Son günlerde Adana’da alevlenen bir “yönetmenlik” kavgası var. Daha doğrusu bir hak arayışı var...

“Kavgada taraf olmak doğru değil” derler ama haklıdan yana olmak son derece doğrudur.

Son günlerde Adana’da alevlenen bir “yönetmenlik” kavgası var. Daha doğrusu bir hak arayışı var. Adana Altın Koza Film Festivali'nde finale kalan “Ceylin” adlı filmin yönetmenlik kavgası, başka bir deyişle yönetmenlerden Ozan Sihay’ın hak arayışı. Ben yönetmenler diye çoğul sözcük kullanıyorum ama afişte tek yönetmen ismi geçiyor. Bu isim Tufan Şimşekcan.

Tufan’ı da Ozan’ı da 10 yılın üstünde bir süredir tanırım. İkisiyle de güzel dostluklarımız, paylaşımlarımız, karşılıklı desteklerimiz oldu. İki yakın dostun, iş arkadaşlığının ve sanat adına kurulan ortaklıklarının bu şekilde bitmesi en azından insani anlamda üzücü. Ancak duygusallığı bir kenara bırakırsam bu konuda Ozan Sihay’dan yana olduğumu hiç lafı kıvırmadan, evirip çevirmeden ifade edebilirim. Ozan dışında başka bir isim de olsaydı duruşum aynı olurdu ve ondan yana taraf olurdum.

Neden tarafım? Daha iyi anlatabilmek için afişte sadece kendi ismi geçen Tufan Şimşekcan’a bir iki soru sormak istiyorum. Tufan açıklama yapmak isterse aynı şekilde köşemde yer verebilirim.

  1. Film başlamadan önce yönetmen olarak Tufan Şimşekcan ve Ozan Sihay isimlerinde karar kılınıp iki isim de bu anlaşmadaki “yönetmen” vasfının altına imza attı mı?
  2. Filmin son sahnesinin çekimlerine kadar Ozan Sihay, yönetmenlik görevini eksiksiz yerine getirdi mi?

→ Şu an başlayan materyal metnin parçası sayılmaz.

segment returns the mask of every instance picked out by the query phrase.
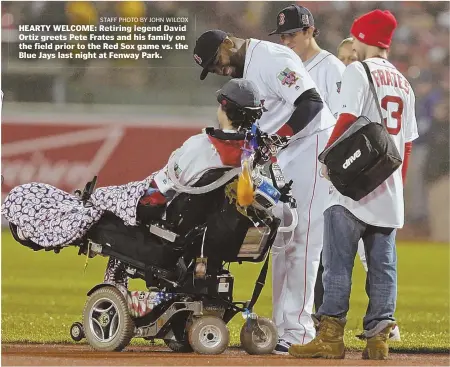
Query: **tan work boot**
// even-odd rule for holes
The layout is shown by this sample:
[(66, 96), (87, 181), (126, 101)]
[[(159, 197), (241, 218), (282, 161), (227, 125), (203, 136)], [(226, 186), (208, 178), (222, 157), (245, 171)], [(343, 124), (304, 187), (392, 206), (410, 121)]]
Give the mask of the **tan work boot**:
[(297, 358), (343, 359), (345, 357), (344, 326), (343, 320), (322, 316), (316, 337), (305, 345), (291, 345), (289, 354)]
[(377, 335), (368, 338), (366, 347), (363, 350), (363, 359), (387, 359), (389, 355), (389, 345), (387, 343), (389, 334), (395, 322), (386, 326)]

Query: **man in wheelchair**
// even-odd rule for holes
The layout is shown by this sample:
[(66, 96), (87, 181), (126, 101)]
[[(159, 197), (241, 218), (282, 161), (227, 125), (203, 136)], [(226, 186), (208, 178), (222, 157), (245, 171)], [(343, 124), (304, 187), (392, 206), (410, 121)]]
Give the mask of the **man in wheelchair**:
[[(153, 175), (150, 188), (137, 206), (141, 223), (164, 218), (166, 225), (172, 223), (179, 235), (185, 235), (218, 209), (217, 199), (222, 193), (212, 188), (224, 184), (220, 178), (226, 171), (241, 166), (244, 132), (261, 117), (263, 109), (256, 87), (244, 79), (227, 82), (217, 92), (217, 101), (220, 129), (206, 129), (186, 140), (172, 153), (168, 164)], [(171, 168), (175, 177), (170, 174)], [(206, 185), (208, 192), (189, 194), (190, 187)], [(110, 257), (104, 281), (127, 286), (125, 265)]]
[[(244, 140), (239, 133), (249, 130), (262, 115), (259, 93), (248, 80), (230, 80), (217, 92), (217, 101), (220, 130), (192, 136), (169, 159), (176, 160), (172, 164), (183, 186), (195, 186), (201, 179), (211, 181), (230, 167), (240, 167)], [(169, 163), (154, 174), (151, 187), (140, 200), (143, 220), (161, 215), (166, 204), (179, 194), (168, 171)]]

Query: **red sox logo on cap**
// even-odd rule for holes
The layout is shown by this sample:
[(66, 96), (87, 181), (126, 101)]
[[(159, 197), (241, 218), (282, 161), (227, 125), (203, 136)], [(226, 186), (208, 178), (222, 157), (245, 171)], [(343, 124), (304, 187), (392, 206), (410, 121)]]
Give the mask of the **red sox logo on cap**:
[(202, 64), (202, 58), (200, 56), (198, 56), (197, 54), (194, 54), (194, 59), (195, 61), (197, 61), (197, 64)]

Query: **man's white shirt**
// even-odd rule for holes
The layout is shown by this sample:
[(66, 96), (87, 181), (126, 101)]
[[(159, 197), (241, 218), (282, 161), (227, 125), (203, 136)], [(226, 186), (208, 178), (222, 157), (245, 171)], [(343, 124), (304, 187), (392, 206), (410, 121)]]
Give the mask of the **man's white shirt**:
[[(318, 87), (303, 66), (300, 57), (290, 48), (276, 43), (250, 39), (243, 77), (256, 84), (264, 105), (258, 121), (261, 129), (276, 133), (291, 117), (294, 102), (300, 95)], [(325, 130), (336, 123), (328, 106), (324, 108), (295, 138)]]
[[(177, 153), (175, 174), (182, 185), (192, 186), (209, 170), (228, 167), (222, 163), (217, 150), (205, 133), (190, 137), (175, 152)], [(176, 191), (174, 183), (168, 176), (167, 165), (155, 173), (154, 180), (162, 194)]]
[(345, 65), (332, 53), (321, 50), (303, 65), (319, 88), (323, 101), (335, 118), (341, 108), (340, 91)]
[[(405, 143), (419, 135), (415, 116), (415, 95), (406, 78), (387, 60), (365, 60), (372, 74), (384, 121), (401, 157)], [(344, 71), (340, 113), (366, 116), (380, 121), (380, 115), (369, 87), (364, 67), (359, 62)], [(332, 188), (328, 206), (342, 205), (367, 224), (401, 228), (404, 224), (402, 167), (399, 167), (375, 191), (354, 201)]]

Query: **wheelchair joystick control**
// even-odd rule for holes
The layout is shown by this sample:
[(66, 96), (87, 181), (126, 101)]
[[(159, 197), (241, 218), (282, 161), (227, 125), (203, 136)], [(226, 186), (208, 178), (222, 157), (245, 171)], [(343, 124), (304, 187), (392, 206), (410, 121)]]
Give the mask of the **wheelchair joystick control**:
[(196, 279), (205, 279), (208, 258), (198, 257), (195, 261), (194, 277)]

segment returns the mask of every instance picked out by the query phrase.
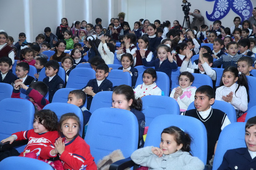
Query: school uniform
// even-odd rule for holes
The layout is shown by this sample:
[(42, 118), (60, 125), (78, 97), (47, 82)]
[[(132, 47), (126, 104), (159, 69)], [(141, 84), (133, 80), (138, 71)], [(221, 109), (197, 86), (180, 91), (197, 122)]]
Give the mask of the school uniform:
[(63, 80), (58, 74), (56, 74), (49, 81), (49, 77), (46, 77), (43, 80), (43, 82), (45, 83), (48, 86), (49, 101), (50, 103), (52, 103), (52, 98), (55, 92), (58, 90), (64, 87), (65, 85)]

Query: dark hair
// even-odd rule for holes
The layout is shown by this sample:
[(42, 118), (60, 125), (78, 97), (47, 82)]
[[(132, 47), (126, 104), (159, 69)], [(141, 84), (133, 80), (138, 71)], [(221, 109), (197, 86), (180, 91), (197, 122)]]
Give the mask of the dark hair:
[(45, 67), (45, 68), (52, 67), (54, 71), (56, 70), (56, 69), (58, 69), (59, 70), (60, 69), (60, 64), (56, 60), (50, 60), (46, 63)]
[(58, 118), (55, 113), (50, 110), (43, 109), (36, 111), (34, 118), (38, 119), (39, 122), (49, 131), (57, 130)]
[(145, 73), (150, 74), (152, 76), (152, 78), (156, 78), (156, 80), (155, 80), (155, 81), (156, 80), (156, 79), (157, 78), (157, 76), (156, 75), (156, 72), (153, 68), (148, 68), (145, 70), (144, 71), (144, 72), (143, 72), (143, 74), (142, 75), (142, 78), (143, 78), (143, 77), (144, 76), (144, 74)]
[[(248, 103), (249, 103), (250, 101), (250, 98), (249, 97), (249, 87), (248, 86), (248, 82), (247, 81), (247, 78), (246, 77), (245, 75), (243, 73), (241, 73), (241, 75), (239, 75), (239, 71), (237, 70), (237, 68), (234, 66), (229, 66), (226, 67), (224, 69), (224, 70), (223, 70), (223, 74), (227, 71), (230, 71), (231, 73), (233, 73), (235, 78), (236, 77), (238, 78), (238, 79), (237, 82), (237, 83), (238, 85), (237, 86), (237, 88), (236, 88), (235, 92), (235, 95), (236, 95), (236, 91), (238, 90), (238, 89), (240, 86), (244, 86), (245, 89), (246, 89), (246, 91), (247, 92), (247, 98), (248, 100)], [(235, 82), (235, 83), (236, 83)], [(220, 86), (222, 86), (224, 85), (222, 81), (222, 80), (220, 80)]]
[(77, 99), (81, 99), (83, 100), (83, 105), (86, 101), (86, 94), (82, 90), (74, 90), (69, 92), (69, 94), (74, 94)]
[(23, 71), (27, 71), (27, 70), (29, 72), (29, 65), (28, 63), (25, 62), (21, 62), (17, 64), (16, 67), (19, 66), (22, 68)]
[(8, 57), (2, 57), (0, 58), (0, 63), (5, 63), (9, 64), (9, 67), (12, 65), (12, 59)]
[(63, 136), (63, 133), (61, 132), (61, 125), (62, 125), (63, 122), (64, 121), (69, 119), (72, 119), (77, 122), (77, 133), (74, 137), (74, 138), (76, 137), (77, 136), (80, 136), (79, 134), (79, 131), (80, 130), (81, 125), (80, 123), (80, 120), (79, 118), (76, 115), (76, 114), (74, 113), (66, 113), (61, 115), (60, 117), (60, 121), (59, 122), (59, 126), (58, 130), (59, 133), (61, 136)]
[(162, 134), (167, 133), (174, 136), (174, 140), (177, 145), (182, 144), (182, 147), (180, 149), (183, 152), (188, 152), (192, 155), (190, 152), (191, 149), (190, 145), (192, 139), (189, 135), (184, 132), (180, 128), (176, 126), (172, 126), (164, 129)]
[(104, 74), (108, 73), (109, 70), (109, 68), (108, 65), (106, 64), (101, 64), (98, 65), (96, 67), (96, 70), (103, 70), (105, 72)]
[(46, 64), (47, 61), (47, 59), (44, 57), (38, 58), (36, 59), (36, 60), (39, 61), (40, 65), (43, 65), (44, 67), (45, 66), (45, 64)]
[(123, 94), (127, 101), (132, 100), (132, 103), (130, 107), (140, 111), (142, 108), (142, 100), (140, 98), (135, 99), (134, 92), (132, 87), (127, 85), (119, 85), (113, 91), (113, 93), (116, 94)]
[(209, 98), (209, 100), (211, 99), (215, 99), (215, 92), (212, 87), (210, 85), (203, 85), (200, 86), (196, 91), (196, 93), (204, 94)]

İki sorunun cevabının da “evet” olduğunu ben çok iyi biliyorum. O halde afişte neden sadece Tufan Şimşekcan ismi var? Bu hak gaspına girmiyor mu? En hafif ifadeyle “Ayıp” değil mi? Böyle bir haksızlık sadece Ozan Sihay’a karşı değil, 1. Yardımcı Yönetmen Polen Ada Öz’e, çekimlerde görev alan oyunculara, teknik ekibe ve tüm çalışanlara karşı da yapılmış olmuyor mu?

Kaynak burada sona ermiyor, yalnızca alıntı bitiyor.